13 songs mixtapes over

The thirteen songs mixtape adventure is over - the last (13th) release is available now. Still recommended and available for downloading the set. 12.rec has got too much on to keep doing them. a shame but thanks to them for what we have

Thursday, November 8, 2007

K M Krebs

Part of what will be an occasional 'composer' series, stimulated by something like stumbling over their webpage! Over the years I have come across people in various places and releases - let alone pseudonyms - and like the idea of pointing to their catalogue. K M Krebs first hit my attention as 833-45 with a number of releases on No Type. I found a few of these, then he sent me a couple of CD-Rs and then recently he popped up on Con-V a couple of times so I went looking for more. I found a few, which I'll touch on in a minute, but also found his home page. It includes a very nice blog covering his own releases, pointers to interesting web labels/albums, electronics and general stuff.
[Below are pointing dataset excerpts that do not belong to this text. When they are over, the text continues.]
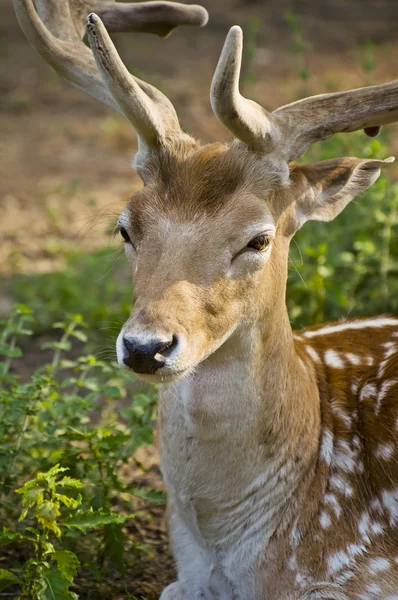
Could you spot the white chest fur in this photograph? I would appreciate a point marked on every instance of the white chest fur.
(225, 487)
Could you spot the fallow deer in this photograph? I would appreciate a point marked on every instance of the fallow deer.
(278, 448)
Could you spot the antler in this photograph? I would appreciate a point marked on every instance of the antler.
(56, 31)
(291, 129)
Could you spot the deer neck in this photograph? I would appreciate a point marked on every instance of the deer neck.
(245, 422)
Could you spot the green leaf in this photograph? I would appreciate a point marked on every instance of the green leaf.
(69, 502)
(7, 537)
(85, 520)
(80, 335)
(68, 563)
(114, 545)
(57, 586)
(70, 482)
(7, 578)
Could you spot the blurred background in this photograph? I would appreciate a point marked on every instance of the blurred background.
(65, 175)
(65, 159)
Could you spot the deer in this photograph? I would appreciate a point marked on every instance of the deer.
(278, 447)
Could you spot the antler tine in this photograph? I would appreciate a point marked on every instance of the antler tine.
(150, 112)
(291, 129)
(159, 18)
(57, 36)
(247, 120)
(67, 54)
(319, 117)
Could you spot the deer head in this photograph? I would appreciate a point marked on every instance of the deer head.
(207, 237)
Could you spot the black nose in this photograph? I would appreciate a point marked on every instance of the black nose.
(140, 356)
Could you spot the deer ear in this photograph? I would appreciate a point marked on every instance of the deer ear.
(326, 187)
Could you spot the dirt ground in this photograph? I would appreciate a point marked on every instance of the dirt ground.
(65, 159)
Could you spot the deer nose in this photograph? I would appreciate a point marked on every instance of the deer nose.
(149, 355)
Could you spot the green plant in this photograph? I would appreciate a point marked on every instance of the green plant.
(50, 572)
(66, 413)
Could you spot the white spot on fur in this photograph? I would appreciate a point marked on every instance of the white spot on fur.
(345, 457)
(368, 391)
(333, 503)
(390, 502)
(354, 359)
(333, 359)
(382, 322)
(337, 561)
(384, 389)
(385, 451)
(312, 353)
(324, 520)
(364, 526)
(339, 412)
(373, 588)
(377, 565)
(326, 449)
(339, 483)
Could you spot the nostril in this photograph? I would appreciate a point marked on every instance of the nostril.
(169, 346)
(145, 354)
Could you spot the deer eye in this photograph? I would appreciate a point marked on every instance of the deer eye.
(259, 243)
(125, 235)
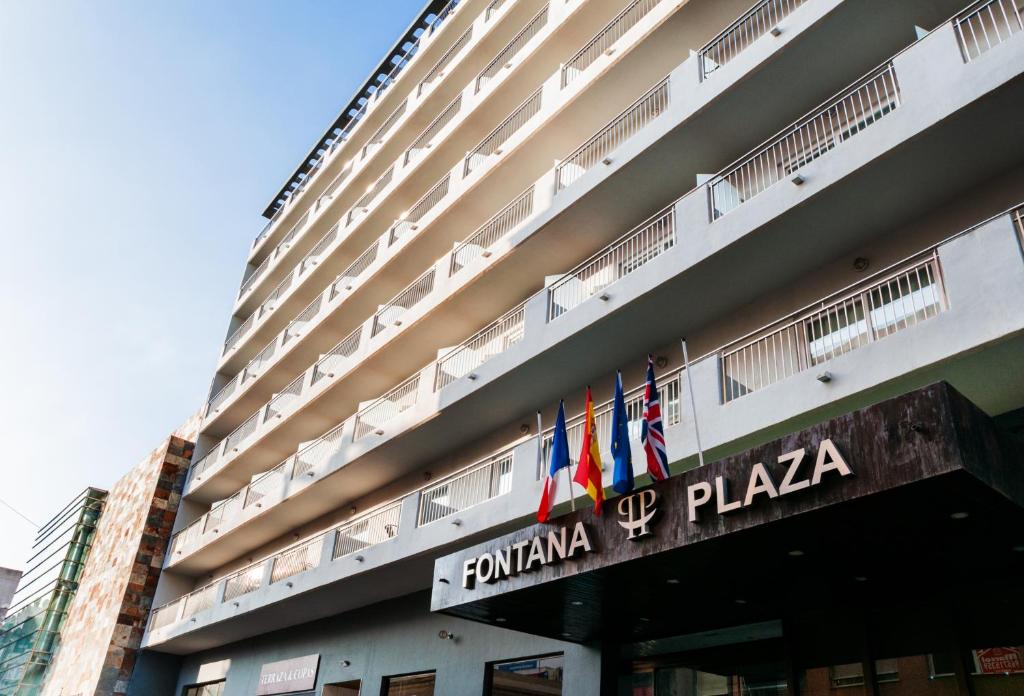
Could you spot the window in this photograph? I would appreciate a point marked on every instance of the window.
(421, 684)
(525, 677)
(211, 689)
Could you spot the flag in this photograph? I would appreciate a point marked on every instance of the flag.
(651, 431)
(589, 470)
(559, 461)
(623, 479)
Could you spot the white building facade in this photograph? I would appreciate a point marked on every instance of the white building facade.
(823, 197)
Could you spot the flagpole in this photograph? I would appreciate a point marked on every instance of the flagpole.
(693, 402)
(540, 459)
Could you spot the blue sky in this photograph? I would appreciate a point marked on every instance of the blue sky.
(139, 141)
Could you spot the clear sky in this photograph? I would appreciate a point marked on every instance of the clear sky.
(139, 141)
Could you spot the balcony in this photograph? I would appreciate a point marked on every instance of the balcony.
(395, 177)
(249, 461)
(960, 324)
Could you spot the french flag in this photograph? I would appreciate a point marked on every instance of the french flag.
(651, 430)
(559, 461)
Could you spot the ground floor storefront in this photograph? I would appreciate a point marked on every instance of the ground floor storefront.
(880, 553)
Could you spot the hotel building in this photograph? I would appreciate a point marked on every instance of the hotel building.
(821, 196)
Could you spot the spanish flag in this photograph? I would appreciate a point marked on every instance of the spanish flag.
(589, 470)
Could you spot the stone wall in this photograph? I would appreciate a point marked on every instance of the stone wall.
(101, 636)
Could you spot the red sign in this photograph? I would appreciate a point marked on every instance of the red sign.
(999, 660)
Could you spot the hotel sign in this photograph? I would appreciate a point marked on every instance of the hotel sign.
(288, 677)
(796, 471)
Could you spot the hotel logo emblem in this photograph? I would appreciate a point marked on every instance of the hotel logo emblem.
(638, 513)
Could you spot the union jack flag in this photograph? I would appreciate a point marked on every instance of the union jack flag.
(651, 430)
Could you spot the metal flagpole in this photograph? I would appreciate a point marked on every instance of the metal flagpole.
(693, 402)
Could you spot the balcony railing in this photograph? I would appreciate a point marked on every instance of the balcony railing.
(314, 254)
(348, 276)
(617, 131)
(628, 254)
(492, 144)
(512, 48)
(837, 325)
(378, 136)
(479, 243)
(371, 529)
(670, 389)
(987, 24)
(363, 205)
(493, 340)
(368, 530)
(753, 25)
(476, 484)
(411, 219)
(437, 71)
(314, 455)
(605, 39)
(331, 361)
(371, 421)
(425, 139)
(390, 314)
(854, 110)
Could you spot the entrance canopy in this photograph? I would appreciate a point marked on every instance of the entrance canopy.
(880, 515)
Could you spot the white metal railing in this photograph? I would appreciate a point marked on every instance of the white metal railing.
(250, 280)
(866, 101)
(334, 358)
(493, 340)
(437, 71)
(222, 395)
(507, 54)
(617, 131)
(507, 219)
(296, 325)
(355, 269)
(492, 143)
(986, 24)
(605, 39)
(670, 389)
(493, 7)
(253, 368)
(411, 219)
(363, 205)
(478, 483)
(297, 560)
(371, 529)
(621, 258)
(244, 581)
(378, 136)
(399, 399)
(751, 26)
(242, 433)
(838, 324)
(201, 600)
(425, 139)
(269, 303)
(285, 398)
(237, 335)
(312, 257)
(268, 483)
(391, 313)
(315, 454)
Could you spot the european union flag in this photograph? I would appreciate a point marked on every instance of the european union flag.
(623, 480)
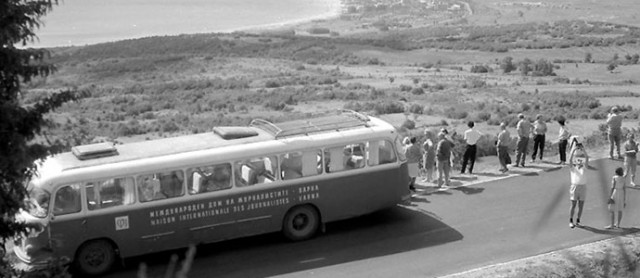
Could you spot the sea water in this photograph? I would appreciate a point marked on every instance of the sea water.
(81, 22)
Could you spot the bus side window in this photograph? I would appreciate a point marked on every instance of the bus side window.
(300, 164)
(209, 178)
(67, 200)
(110, 193)
(291, 166)
(149, 188)
(256, 171)
(172, 183)
(381, 152)
(345, 158)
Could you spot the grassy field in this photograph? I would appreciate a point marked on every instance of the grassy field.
(406, 62)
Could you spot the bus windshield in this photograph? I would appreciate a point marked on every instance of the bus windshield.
(38, 201)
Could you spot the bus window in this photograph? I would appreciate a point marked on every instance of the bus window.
(300, 164)
(67, 200)
(209, 178)
(160, 185)
(381, 152)
(256, 171)
(110, 193)
(344, 157)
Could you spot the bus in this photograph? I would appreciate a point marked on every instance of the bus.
(101, 203)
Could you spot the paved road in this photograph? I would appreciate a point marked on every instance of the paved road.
(439, 233)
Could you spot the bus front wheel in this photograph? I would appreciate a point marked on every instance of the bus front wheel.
(301, 223)
(95, 257)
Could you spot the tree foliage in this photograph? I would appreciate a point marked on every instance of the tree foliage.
(21, 125)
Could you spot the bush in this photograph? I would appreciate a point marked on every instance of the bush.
(416, 108)
(272, 84)
(417, 91)
(405, 88)
(318, 30)
(409, 124)
(388, 107)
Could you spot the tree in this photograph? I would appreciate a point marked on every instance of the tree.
(525, 66)
(21, 123)
(507, 65)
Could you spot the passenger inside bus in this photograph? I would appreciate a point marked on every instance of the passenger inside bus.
(219, 178)
(171, 184)
(67, 201)
(291, 166)
(149, 189)
(352, 158)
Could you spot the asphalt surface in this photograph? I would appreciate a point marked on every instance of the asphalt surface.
(440, 232)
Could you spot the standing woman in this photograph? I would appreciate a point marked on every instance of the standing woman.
(429, 156)
(414, 154)
(630, 163)
(563, 140)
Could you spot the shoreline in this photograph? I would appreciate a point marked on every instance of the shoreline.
(329, 9)
(336, 7)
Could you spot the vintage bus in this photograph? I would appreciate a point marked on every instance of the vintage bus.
(103, 202)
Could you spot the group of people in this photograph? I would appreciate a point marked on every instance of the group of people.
(436, 152)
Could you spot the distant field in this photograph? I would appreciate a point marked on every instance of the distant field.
(634, 102)
(519, 11)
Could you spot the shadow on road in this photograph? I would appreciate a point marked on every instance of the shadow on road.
(620, 231)
(396, 230)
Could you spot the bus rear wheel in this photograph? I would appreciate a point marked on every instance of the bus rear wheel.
(95, 257)
(301, 223)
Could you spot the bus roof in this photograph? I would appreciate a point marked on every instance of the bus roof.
(258, 131)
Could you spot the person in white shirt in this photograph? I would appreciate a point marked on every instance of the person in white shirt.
(471, 137)
(578, 162)
(539, 131)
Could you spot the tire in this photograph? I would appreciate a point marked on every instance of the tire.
(95, 257)
(301, 223)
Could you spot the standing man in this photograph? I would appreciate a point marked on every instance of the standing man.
(504, 138)
(524, 129)
(630, 161)
(614, 124)
(539, 130)
(578, 164)
(563, 140)
(471, 137)
(443, 159)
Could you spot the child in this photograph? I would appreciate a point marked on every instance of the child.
(429, 155)
(578, 164)
(618, 198)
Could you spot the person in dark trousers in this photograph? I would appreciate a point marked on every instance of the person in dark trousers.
(614, 132)
(471, 137)
(578, 163)
(524, 129)
(539, 131)
(563, 141)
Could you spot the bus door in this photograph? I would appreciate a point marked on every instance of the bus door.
(157, 226)
(67, 225)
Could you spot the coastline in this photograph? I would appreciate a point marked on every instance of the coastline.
(80, 23)
(335, 6)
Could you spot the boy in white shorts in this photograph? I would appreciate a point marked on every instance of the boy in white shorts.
(578, 164)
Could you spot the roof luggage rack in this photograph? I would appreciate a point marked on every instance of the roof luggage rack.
(345, 119)
(93, 151)
(234, 132)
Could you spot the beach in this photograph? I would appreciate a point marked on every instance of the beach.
(82, 22)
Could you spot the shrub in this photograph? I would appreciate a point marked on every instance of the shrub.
(417, 91)
(388, 107)
(409, 124)
(318, 30)
(416, 108)
(405, 88)
(272, 84)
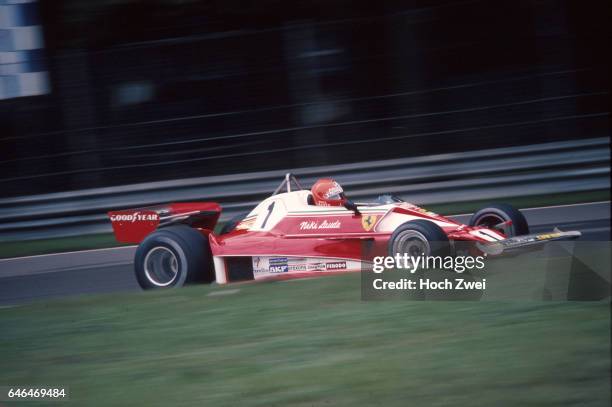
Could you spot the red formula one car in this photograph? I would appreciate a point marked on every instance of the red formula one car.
(286, 235)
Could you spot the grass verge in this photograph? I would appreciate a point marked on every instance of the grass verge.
(307, 343)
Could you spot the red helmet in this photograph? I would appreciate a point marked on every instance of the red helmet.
(327, 192)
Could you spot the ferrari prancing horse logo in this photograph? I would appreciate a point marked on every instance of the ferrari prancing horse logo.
(368, 222)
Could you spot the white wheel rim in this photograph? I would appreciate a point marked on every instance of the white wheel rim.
(161, 266)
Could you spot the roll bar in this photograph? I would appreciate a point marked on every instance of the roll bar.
(289, 179)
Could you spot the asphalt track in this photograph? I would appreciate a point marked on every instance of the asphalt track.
(43, 277)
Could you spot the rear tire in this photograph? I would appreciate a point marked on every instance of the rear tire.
(172, 257)
(498, 213)
(418, 237)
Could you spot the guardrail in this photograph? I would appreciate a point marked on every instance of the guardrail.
(568, 166)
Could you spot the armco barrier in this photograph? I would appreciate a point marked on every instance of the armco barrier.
(568, 166)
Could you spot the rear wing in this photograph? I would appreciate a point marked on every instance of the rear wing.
(133, 225)
(517, 243)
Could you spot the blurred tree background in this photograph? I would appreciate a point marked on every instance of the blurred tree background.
(153, 90)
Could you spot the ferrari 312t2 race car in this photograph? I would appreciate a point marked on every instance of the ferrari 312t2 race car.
(286, 236)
The most straightforward description of much of his work would be pointillist ambience - small elements looping modulating and layering to create long sweeping pieces. Those elements are percussive electronic syntheised sounds and
occasional voices or sonography. The works ebb and flow through your audio space. This side is exemplified by The Light Will Fill the Darkness... which was originally released on Mystery Sea but is now downloadable, the drifting electronica of the Fog sequence or his Rain 1 release for the Webbed Hand Netlabel series (833-45 has also released one, and more on the series at a later date, probably).

Then there are some more electronic works like Live at Muliplex 11, the two Jade Furnace releases comprising short pieces that are available to listen to or sample, or An Orange Radio.
And a 'narrative' work on the SineFiction no-type sublabel

As 833-45, the more abstract electronic side (though it is all leaning to abstraction rather than melodic or rhythm drive) is to the fore, creating with radio emissions and pulsations to create a more scientific industrial ambience. It was in this guide that most of his work for No-Type was produced, though Solar Cycle which I reviewed as CD-R has been net-label released also. That was meant to be 833's last release, but it is continuing.

Anyway Krebs is a fascinating artist to follow across the net - but for those who don't have the time, patience or downloads - there is a wonderful opportunity at the home page: a DVD collection of all the net works of Krebs in his various incarnations, some of which are no longer available. I haven't heard them all as my listening comes from years of trawling plus two cd-rs, but I can recommend what will be 20+ hours of satisfying listening.